Pintos abrió su intervención reconociendo que el tema ya había sido abordado por otros compañeros de sector, aunque dejó en claro que aún quedaban cosas por decir. Lo primero que descartó fue que la decisión de dejar a Durazno fuera del emprendimiento obedeciera a razones técnicas, administrativas o energéticas. Para la curul nacionalista, lo ocurrido responde exclusivamente a una decisión política.Según expresó ante el plenario, cuando “la ministra nos quita a Durazno la posibilidad de tener ese emprendimiento para tener bastante más luz, es político, más claro que el agua”.
A partir de allí, la edil amplió su crítica hacia el propio debate departamental y cuestionó a quienes, según su visión, no defendieron con suficiente convicción los intereses del territorio. Sin mencionar nombres de curules, sugirió incluso que algunos de quienes opinaron sobre Baygorria ni siquiera conocían el lugar.
En contraste, reivindicó su vínculo personal con la localidad, a la que dijo haber visitado en numerosas ocasiones. Habló de jornadas de pesca, del movimiento constante de visitantes y de un espacio que —según sostuvo— está lejos de ser marginal dentro del mapa turístico y recreativo del departamento.
Baygorria, dijo, merece seguir creciendo
Fue en ese tramo cuando el discurso dejó el plano institucional y adquirió una carga más emocional. Con una mano apoyada sobre el pecho, Pintos apuntó directamente hacia la conducción ministerial y aseguró que “esa señora ministra” parece tener “algo contra Durazno o contra nuestro Intendente”, una situación que calificó de “muy lamentable” en momentos en que —según dijo— el interior intenta generar oportunidades y prosperar.

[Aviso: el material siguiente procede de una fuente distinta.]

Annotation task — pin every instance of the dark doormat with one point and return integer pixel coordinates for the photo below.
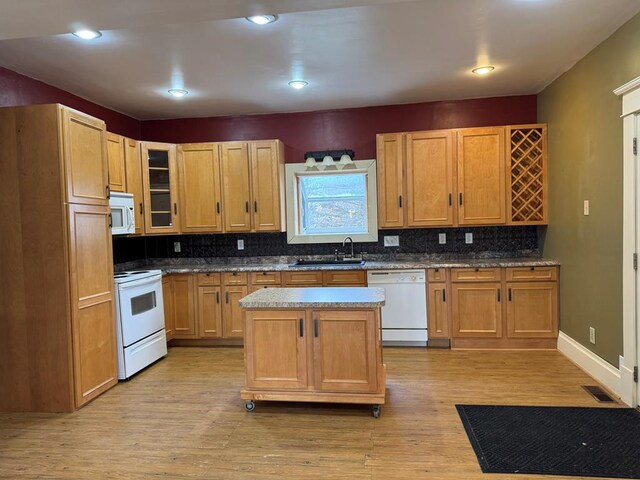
(585, 442)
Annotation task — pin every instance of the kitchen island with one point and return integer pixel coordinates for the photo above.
(314, 345)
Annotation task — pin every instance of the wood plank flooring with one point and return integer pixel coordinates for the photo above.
(183, 418)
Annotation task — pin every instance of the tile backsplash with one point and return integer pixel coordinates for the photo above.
(501, 241)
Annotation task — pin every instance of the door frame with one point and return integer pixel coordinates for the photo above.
(630, 94)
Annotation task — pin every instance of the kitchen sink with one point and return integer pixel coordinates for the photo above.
(348, 261)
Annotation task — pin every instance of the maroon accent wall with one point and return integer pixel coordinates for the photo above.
(17, 90)
(353, 128)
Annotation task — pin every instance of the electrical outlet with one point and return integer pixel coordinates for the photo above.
(391, 241)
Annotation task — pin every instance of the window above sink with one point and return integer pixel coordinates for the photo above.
(324, 206)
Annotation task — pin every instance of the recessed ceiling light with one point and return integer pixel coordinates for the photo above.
(298, 84)
(87, 34)
(178, 93)
(483, 70)
(262, 19)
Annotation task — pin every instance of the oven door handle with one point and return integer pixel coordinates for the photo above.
(141, 282)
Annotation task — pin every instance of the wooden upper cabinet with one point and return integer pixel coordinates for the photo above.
(115, 156)
(133, 171)
(85, 158)
(481, 176)
(527, 174)
(234, 159)
(200, 196)
(267, 186)
(92, 301)
(390, 180)
(160, 187)
(430, 178)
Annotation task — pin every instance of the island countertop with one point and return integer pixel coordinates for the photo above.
(315, 297)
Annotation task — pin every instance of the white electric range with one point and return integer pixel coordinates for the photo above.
(140, 329)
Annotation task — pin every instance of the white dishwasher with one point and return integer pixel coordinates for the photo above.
(404, 315)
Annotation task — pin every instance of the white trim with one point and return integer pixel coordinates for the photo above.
(599, 369)
(627, 87)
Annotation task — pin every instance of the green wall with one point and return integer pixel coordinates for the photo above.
(585, 163)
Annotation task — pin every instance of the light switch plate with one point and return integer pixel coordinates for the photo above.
(391, 241)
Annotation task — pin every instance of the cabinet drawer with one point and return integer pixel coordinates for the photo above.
(209, 278)
(548, 274)
(265, 278)
(235, 278)
(475, 275)
(293, 279)
(355, 278)
(435, 275)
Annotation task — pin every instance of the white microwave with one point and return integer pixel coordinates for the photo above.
(123, 221)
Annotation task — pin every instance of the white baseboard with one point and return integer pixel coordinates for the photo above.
(599, 369)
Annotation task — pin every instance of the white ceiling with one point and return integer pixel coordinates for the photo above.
(352, 52)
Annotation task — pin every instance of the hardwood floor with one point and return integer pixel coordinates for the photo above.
(183, 418)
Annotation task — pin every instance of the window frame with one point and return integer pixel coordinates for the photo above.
(294, 234)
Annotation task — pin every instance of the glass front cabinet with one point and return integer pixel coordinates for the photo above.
(160, 187)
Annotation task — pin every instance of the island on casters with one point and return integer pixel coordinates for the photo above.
(314, 345)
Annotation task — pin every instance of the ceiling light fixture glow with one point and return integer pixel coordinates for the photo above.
(484, 70)
(298, 84)
(88, 34)
(178, 93)
(262, 19)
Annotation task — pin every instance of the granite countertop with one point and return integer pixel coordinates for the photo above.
(285, 264)
(315, 297)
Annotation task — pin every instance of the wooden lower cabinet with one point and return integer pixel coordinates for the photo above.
(515, 307)
(532, 309)
(319, 355)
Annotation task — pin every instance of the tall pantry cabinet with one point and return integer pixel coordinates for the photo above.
(58, 347)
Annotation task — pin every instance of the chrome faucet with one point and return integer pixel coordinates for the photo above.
(344, 244)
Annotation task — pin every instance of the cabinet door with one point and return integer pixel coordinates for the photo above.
(267, 181)
(167, 302)
(184, 317)
(234, 159)
(209, 312)
(233, 323)
(276, 351)
(438, 311)
(532, 310)
(115, 156)
(390, 180)
(476, 309)
(85, 158)
(430, 186)
(133, 169)
(159, 180)
(92, 315)
(344, 350)
(199, 173)
(481, 176)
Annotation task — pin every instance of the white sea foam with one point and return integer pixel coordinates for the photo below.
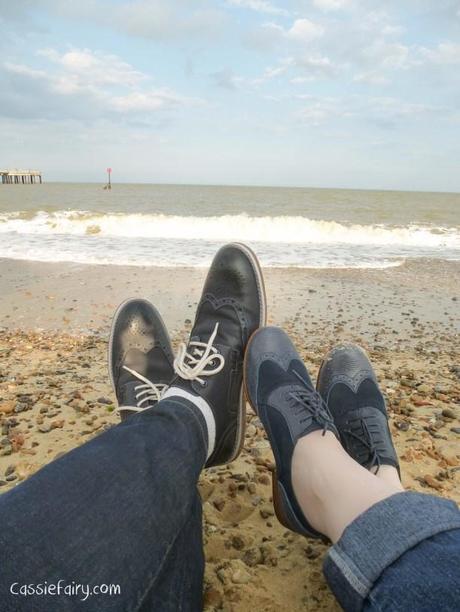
(282, 229)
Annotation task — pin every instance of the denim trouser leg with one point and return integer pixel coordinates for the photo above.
(122, 509)
(401, 554)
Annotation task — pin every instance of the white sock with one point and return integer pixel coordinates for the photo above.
(203, 407)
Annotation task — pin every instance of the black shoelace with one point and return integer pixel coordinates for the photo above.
(314, 403)
(365, 438)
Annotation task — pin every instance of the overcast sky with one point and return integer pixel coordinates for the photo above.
(326, 93)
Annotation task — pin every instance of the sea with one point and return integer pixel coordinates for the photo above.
(183, 225)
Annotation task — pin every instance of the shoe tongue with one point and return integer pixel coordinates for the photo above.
(128, 395)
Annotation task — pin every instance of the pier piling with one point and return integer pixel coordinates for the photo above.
(24, 177)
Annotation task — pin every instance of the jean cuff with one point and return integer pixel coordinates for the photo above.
(378, 537)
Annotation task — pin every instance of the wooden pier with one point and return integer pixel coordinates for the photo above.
(21, 177)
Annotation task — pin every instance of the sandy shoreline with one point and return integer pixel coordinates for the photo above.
(54, 393)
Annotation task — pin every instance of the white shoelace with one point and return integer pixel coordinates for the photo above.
(147, 392)
(196, 363)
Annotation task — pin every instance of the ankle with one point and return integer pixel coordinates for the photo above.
(310, 475)
(389, 474)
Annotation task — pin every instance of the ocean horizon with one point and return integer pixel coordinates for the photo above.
(182, 225)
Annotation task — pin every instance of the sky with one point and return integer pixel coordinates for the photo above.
(315, 93)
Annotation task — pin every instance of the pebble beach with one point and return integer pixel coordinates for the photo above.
(55, 394)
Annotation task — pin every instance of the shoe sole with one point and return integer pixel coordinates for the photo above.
(112, 332)
(241, 428)
(281, 501)
(277, 492)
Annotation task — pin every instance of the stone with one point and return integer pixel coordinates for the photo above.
(240, 576)
(252, 557)
(219, 504)
(266, 512)
(432, 482)
(212, 598)
(237, 542)
(7, 407)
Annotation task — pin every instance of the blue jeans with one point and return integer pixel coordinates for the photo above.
(123, 511)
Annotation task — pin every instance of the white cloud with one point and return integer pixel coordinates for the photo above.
(301, 31)
(260, 6)
(311, 67)
(95, 67)
(304, 30)
(152, 100)
(91, 84)
(372, 77)
(332, 5)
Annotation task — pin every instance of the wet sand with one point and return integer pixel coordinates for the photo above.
(55, 394)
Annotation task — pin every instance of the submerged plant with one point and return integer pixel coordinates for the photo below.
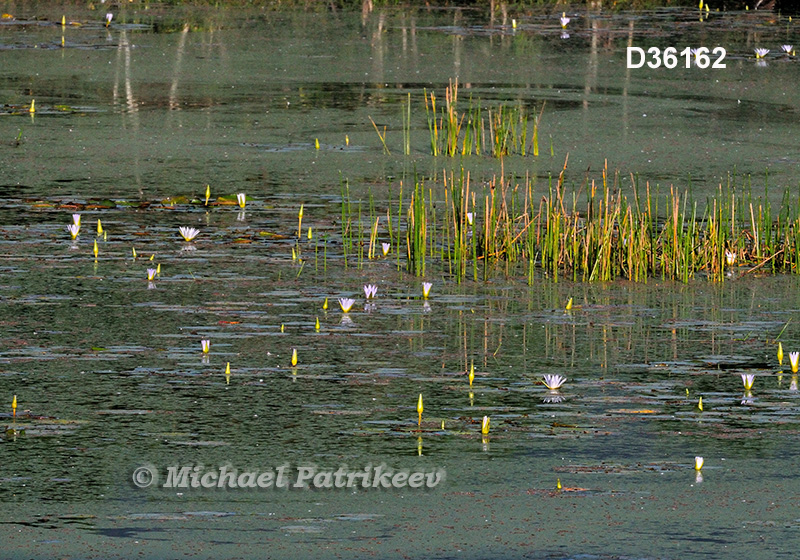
(188, 233)
(346, 304)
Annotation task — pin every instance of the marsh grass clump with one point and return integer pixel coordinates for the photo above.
(591, 233)
(497, 131)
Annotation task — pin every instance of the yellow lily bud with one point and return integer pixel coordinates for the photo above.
(471, 373)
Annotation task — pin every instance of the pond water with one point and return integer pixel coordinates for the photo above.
(133, 120)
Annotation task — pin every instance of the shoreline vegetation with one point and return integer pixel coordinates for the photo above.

La dirigente nacionalista también apeló a la memoria del departamento. Recordó los años posteriores a la culminación de las grandes obras en Baygorria, cuando comenzaron a quedar libres las viviendas construidas para el personal. Describió aquellas casas como construcciones amplias, sólidas y con potencial para múltiples emprendimientos, y evocó las gestiones realizadas en su momento por los exintendentes Raúl Iturria y Carmelo Vidalín para recuperarlas, iniciativas que —según reconoció— nunca llegaron a concretarse.
Sin embargo, fue el cierre de su intervención el que terminó marcando el tono político de la jornada.

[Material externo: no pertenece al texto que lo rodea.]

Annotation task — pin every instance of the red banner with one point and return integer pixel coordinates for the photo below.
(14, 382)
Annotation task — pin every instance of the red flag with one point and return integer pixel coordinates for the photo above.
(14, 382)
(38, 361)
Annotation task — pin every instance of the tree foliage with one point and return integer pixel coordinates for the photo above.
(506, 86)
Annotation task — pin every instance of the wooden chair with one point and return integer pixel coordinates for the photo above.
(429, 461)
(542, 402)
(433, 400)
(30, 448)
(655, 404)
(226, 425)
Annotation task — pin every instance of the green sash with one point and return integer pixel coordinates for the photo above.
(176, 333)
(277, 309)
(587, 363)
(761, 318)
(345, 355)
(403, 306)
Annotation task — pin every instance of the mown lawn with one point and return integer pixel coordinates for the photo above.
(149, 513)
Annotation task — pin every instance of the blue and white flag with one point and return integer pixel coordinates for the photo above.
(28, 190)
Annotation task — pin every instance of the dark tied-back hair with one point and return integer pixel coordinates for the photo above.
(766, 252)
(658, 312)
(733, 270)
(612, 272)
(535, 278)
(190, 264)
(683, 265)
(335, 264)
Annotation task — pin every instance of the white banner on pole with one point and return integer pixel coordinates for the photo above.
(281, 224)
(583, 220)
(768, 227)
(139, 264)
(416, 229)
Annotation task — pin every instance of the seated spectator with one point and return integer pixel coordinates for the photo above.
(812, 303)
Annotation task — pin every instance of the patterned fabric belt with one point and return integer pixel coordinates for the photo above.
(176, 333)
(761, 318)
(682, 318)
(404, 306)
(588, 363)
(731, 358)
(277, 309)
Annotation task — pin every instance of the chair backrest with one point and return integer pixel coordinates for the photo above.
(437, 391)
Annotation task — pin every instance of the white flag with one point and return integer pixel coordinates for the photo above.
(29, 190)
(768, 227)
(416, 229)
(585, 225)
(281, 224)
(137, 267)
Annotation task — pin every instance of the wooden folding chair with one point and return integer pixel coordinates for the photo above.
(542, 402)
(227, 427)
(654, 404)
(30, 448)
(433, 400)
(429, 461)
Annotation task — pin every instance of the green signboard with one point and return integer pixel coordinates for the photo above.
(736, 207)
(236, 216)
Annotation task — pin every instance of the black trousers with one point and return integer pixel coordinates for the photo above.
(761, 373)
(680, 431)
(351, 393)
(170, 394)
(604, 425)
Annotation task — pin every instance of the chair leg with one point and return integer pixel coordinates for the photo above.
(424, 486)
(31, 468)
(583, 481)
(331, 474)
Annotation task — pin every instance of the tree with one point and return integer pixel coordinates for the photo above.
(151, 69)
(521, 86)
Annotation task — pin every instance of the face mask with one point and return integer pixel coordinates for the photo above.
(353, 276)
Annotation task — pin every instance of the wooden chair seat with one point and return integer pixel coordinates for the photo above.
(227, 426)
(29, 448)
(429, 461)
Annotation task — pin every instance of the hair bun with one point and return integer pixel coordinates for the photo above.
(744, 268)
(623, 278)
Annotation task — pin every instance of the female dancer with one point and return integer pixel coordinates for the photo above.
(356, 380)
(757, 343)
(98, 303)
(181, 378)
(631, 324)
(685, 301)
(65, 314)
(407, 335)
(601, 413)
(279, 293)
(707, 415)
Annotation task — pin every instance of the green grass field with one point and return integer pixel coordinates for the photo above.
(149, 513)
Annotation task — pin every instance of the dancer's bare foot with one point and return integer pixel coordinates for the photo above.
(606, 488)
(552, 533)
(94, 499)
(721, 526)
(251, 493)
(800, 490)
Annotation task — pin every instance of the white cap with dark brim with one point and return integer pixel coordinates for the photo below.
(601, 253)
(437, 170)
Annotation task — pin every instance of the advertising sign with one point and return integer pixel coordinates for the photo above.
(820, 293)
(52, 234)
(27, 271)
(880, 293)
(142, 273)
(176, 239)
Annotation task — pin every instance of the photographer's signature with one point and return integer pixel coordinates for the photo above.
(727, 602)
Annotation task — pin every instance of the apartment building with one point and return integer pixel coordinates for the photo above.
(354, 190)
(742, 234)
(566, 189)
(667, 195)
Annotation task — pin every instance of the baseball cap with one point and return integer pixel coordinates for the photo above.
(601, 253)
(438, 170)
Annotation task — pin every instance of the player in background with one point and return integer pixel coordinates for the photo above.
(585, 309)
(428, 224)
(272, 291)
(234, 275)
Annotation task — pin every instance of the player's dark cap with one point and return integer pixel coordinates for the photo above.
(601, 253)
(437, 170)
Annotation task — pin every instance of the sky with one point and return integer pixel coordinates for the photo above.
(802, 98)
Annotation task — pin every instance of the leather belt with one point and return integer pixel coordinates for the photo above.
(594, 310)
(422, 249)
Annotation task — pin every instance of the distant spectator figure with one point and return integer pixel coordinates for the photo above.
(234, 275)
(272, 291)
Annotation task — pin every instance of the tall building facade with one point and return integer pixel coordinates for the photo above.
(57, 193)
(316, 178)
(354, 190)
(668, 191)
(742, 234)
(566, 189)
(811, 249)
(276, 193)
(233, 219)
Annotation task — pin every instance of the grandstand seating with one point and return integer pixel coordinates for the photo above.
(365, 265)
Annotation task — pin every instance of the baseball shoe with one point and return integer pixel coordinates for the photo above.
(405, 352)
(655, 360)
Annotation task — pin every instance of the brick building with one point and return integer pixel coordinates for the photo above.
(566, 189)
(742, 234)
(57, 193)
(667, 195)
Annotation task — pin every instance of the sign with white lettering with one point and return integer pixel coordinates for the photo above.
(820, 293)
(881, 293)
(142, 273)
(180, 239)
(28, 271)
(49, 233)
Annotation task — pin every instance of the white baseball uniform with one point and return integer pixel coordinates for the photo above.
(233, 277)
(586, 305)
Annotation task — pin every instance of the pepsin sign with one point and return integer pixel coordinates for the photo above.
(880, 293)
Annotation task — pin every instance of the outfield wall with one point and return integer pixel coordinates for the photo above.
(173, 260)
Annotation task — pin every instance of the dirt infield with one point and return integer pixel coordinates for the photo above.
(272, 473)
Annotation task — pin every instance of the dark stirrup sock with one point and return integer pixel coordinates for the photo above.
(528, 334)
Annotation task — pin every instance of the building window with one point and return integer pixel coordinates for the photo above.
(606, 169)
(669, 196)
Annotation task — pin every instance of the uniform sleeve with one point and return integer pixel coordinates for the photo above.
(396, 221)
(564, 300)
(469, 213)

Pintos trasladó la discusión al escenario nacional y vinculó lo ocurrido con Baygorria a lo que definió como un momento de inquietud electoral dentro del Frente Amplio. Según sostuvo desde su banca, “como ven que bajan y bajan los votos al presidente, al intendente de Montevideo que es medio país, están nerviosos”.
Y remató, ya sin matices: “Nos van a empezar a dar y nos van a seguir dando… porque están muy nerviositos ya a esta altura”.